アイ・ティ・アールは10月4日、自社イベント「IT Trend 2018」を都内で開催した。本稿では、同社取締役 リサーチ統括ディレクター プリンシパル・アナリストの金谷敏尊氏による講演「スマートテクノロジ革新へ向けて」の内容をダイジェストでお届けする。

スマートテクノロジー市場の「今」

IoT、AI、ロボティクス、AR/VRといった分野が活況だ。これらのいわゆる「スマートテクノロジー」を活用したビジネスは、従来型のビジネスモデルや市場構図を一新する可能性を秘めている。その反面、「市場は未成熟であり、イノベーション推進の壁も厚い」と金谷氏は指摘する。これは、日本で成長が著しいIoT市場でさえも例外ではないという。では、企業は、スマートテクノロジーにどう対峙し、イノベーションを進めていけばよいのだろうか。

金谷氏は、「スマートテクノロジーがもたらすビジネス機会」「イノベーションを取り巻く環境」「戦略的な推進アプローチ」という3つの論点からその問いに対する答えを解き明かしていった。

ITR 取締役 リサーチ統括ディレクター プリンシパル・アナリスト 金谷敏尊氏

まず、スマートテクノロジーがもたらすビジネス機会については、現在、さまざまな”スマートビジネス”が勃興していることをITRの調査結果などを示しながら解説した。スマートビジネスとしては、スマートシティやコネクテッドカー、スマートトランスポテーション、スマートロジスティクスといった社会インフラに関連するものが注目を集めている。

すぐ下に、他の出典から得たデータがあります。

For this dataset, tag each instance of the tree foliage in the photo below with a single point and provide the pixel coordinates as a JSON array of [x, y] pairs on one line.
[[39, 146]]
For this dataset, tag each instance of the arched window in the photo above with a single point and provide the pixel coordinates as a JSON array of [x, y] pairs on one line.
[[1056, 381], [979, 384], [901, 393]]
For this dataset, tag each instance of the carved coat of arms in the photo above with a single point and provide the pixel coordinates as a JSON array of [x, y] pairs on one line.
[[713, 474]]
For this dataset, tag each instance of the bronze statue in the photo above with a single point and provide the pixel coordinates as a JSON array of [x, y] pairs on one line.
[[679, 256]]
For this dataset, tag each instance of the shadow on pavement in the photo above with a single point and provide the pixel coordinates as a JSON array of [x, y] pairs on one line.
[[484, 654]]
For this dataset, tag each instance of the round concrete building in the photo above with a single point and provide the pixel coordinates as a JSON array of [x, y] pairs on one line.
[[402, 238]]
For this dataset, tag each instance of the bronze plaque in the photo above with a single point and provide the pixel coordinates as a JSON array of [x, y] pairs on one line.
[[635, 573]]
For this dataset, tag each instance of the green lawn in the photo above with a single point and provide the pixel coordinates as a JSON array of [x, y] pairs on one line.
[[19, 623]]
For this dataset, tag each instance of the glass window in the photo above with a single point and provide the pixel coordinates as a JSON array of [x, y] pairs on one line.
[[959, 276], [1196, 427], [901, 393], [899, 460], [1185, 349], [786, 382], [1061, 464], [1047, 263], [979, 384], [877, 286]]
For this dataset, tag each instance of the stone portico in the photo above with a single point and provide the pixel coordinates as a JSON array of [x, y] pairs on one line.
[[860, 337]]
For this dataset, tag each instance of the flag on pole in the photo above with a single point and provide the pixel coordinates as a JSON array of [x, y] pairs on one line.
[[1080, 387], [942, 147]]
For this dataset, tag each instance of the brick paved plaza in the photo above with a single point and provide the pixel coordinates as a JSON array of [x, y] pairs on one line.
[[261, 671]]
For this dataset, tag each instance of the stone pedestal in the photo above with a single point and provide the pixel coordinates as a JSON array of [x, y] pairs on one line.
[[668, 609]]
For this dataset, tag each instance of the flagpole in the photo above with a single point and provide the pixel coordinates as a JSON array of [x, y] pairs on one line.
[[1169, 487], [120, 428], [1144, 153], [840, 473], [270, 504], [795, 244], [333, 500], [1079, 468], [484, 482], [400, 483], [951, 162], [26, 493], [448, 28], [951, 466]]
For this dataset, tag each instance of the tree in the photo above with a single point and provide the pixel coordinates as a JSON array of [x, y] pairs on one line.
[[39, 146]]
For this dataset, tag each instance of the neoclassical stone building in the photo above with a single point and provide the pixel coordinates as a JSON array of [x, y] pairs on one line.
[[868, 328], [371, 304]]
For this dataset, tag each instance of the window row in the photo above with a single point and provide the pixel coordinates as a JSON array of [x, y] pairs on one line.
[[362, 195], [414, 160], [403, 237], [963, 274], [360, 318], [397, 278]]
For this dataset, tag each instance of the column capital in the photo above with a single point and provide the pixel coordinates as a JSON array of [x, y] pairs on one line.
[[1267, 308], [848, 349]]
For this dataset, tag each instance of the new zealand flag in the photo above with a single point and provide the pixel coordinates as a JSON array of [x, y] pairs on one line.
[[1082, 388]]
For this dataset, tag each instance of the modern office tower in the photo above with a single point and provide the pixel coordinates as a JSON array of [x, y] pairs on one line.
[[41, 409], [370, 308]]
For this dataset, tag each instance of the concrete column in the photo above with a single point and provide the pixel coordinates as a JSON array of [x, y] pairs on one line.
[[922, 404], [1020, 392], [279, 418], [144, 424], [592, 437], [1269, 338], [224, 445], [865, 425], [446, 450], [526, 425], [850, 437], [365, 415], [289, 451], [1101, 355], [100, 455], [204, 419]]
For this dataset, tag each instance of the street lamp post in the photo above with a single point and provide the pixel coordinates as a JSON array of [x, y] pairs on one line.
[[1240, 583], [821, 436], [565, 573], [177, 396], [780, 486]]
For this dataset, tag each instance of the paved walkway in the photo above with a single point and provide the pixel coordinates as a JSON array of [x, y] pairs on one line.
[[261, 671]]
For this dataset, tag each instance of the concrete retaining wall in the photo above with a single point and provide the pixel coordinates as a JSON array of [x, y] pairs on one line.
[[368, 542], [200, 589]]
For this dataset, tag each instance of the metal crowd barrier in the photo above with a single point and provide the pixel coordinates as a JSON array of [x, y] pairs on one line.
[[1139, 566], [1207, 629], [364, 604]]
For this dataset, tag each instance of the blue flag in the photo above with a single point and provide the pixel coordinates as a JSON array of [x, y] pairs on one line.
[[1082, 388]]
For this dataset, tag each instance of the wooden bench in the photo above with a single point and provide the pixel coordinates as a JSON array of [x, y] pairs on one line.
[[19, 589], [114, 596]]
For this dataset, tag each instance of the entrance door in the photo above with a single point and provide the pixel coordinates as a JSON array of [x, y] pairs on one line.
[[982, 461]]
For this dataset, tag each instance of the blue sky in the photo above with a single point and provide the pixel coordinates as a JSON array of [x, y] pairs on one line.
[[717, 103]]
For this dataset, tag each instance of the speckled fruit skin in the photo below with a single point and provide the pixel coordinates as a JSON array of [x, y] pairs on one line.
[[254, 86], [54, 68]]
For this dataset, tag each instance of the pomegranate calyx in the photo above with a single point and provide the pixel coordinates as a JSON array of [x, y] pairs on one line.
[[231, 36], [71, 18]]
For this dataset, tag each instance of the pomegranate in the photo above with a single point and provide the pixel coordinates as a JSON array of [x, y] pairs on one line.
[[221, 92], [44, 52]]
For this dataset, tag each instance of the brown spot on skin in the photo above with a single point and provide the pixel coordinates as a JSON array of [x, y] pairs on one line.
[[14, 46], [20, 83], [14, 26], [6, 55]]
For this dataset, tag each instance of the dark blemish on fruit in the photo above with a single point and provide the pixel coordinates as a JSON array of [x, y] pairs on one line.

それらが進展することで、スマートファクトリーやスマートエナジー、スマートホーム、スマートコンストラクション、スマートガバメントといった製造や情報通信などの取り組みが活発化。さらに近年は、スマート農業や、スマートリテール、スマートプロダクト、スマートヘルスケア、スマート教育、スマート決済、スマート保険といったように、あらゆる産業へと波及している。

ITRが実施した「IT投資動向調査2019」によると「IoTのビジネス活用」実施率は、情報通信、製造だけでなく、建設/不動産、卸売/小売、金融/保険、サービス、公共がいずれも4~6割に達するなど、いずれの業種でも著しい増加が見込まれている状況だ。

「スマートテクノロジー関連市場はすでに一定の市場規模を形成していますが、今なお成長の初期段階にあり、関連技術の多くは発展途上にあります。現在は、アーリーアダプターが市場を定義/予測しながら、競争が激化している状況です。アーリーマジョリティからレイトマジョリティが移っていくのはこれからです」(金谷氏)

スマートテクノロジーの市場成熟度

こうしたなか、企業が初めから完成度の高い戦略や計画を立案することは困難だ。そのため「動的かつ選択的なビジネス開発、すなわち『スモールスタート』を行うことが1つのポイント」だと金谷氏は説く。また、企業は利用者にも供給者にもなり得るため、自社が特定市場のサプライチェーンのどこに位置するかを見据えた検討が必要になる。そこでもう1つのポイントになるのが「自社ポジションの認識と協創の推進」(金谷氏)となる。